DESCRIPTION OF SYMBOLS 1 Substrate 2 Adhesive layer 3 Base material 4 Fine particle layer 5 Flattening layer 6 Barrier layer 7 Transparent electrode 8 Organic electroluminescent layer 9 Reflective electrode 10 Sealing can 11 Sealing material 12 Ca
20 light extraction sheet 21 inorganic barrier layer 22 organic barrier layer

Claims (11)

It has at least an adhesive layer, a substrate, a fine particle layer, and a barrier layer in this order,
A light extraction sheet, wherein the refractive index of each layer is equal to or increases from the adhesive layer toward the barrier layer, and the maximum refractive index difference between adjacent layers is 0.2 or less.   A light extraction sheet is provided on a surface of the substrate on the organic electroluminescent layer side in an organic electroluminescent device comprising an substrate, an anode, a cathode on the substrate, and an organic electroluminescent layer between the anode and the cathode. The light extraction sheet according to claim 1, wherein the light extraction sheet is disposed so that the adhesive layer is in contact therewith.   The light extraction sheet according to claim 1, wherein the barrier layer has a multilayer structure in which an organic layer made of an organic material and an inorganic layer made of an inorganic material are laminated.   The light extraction sheet according to claim 1, wherein the barrier layer has a refractive index of 1.7 or more.   The light extraction sheet according to any one of claims 1 to 4, wherein a surface of the fine particle layer on the barrier layer side is flat or has a flattening layer between the fine particle layer and the barrier layer.   The light extraction sheet according to claim 5, wherein the planarizing layer contains fine particles having an average particle diameter of 100 nm or less and a refractive index of 1.8 or more.   It has an adhesive layer, a substrate, a fine particle layer, a planarizing layer, and a barrier layer in this order, and the refractive index of each layer is equal to or increases from the adhesive layer toward the barrier layer, and the maximum refractive index between adjacent layers The light extraction sheet according to claim 5, wherein the difference is 0.2 or less.   The light extraction sheet according to any one of claims 1 to 7, wherein the substrate is any one of a polyethylene terephthalate (PET) film, a polyethylene naphthalate (PEN) film, and a polyethersulfone (PES) film. An organic electroluminescent device comprising a substrate, an anode, a cathode, and an organic electroluminescent layer between the anode and the cathode on the substrate,
At least one of the anode and the cathode is a transparent electrode,
An organic electroluminescent device comprising the light extraction sheet according to any one of claims 1 to 8 between the substrate and the transparent electrode.   A substrate, an adhesive layer, a base material, a fine particle layer, a barrier layer, and an organic electroluminescent layer are provided in this order, and the refractive index of each layer is equal to or increases from the substrate toward the organic electroluminescent layer, and adjacent layers The organic electroluminescent device according to claim 9, wherein the maximum refractive index difference is 0.2 or less.
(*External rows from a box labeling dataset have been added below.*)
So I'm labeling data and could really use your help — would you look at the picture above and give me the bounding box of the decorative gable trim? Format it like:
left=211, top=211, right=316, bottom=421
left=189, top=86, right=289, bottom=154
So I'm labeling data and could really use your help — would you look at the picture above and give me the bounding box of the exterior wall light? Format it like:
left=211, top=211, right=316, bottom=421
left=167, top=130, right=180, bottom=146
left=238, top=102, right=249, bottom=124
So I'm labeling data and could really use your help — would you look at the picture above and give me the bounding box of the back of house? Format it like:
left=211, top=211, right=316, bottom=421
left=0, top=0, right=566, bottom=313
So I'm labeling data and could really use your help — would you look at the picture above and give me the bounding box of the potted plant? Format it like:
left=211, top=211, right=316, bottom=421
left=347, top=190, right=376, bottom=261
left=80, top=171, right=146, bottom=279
A method of manufacturing an organic electroluminescent device comprising an anode, a cathode, and an organic electroluminescent layer between the anode and the cathode on a substrate,
A method for producing an organic electroluminescent device, comprising: bonding an adhesive layer of the light extraction sheet according to claim 1 to a surface of the substrate on the organic electroluminescent layer side.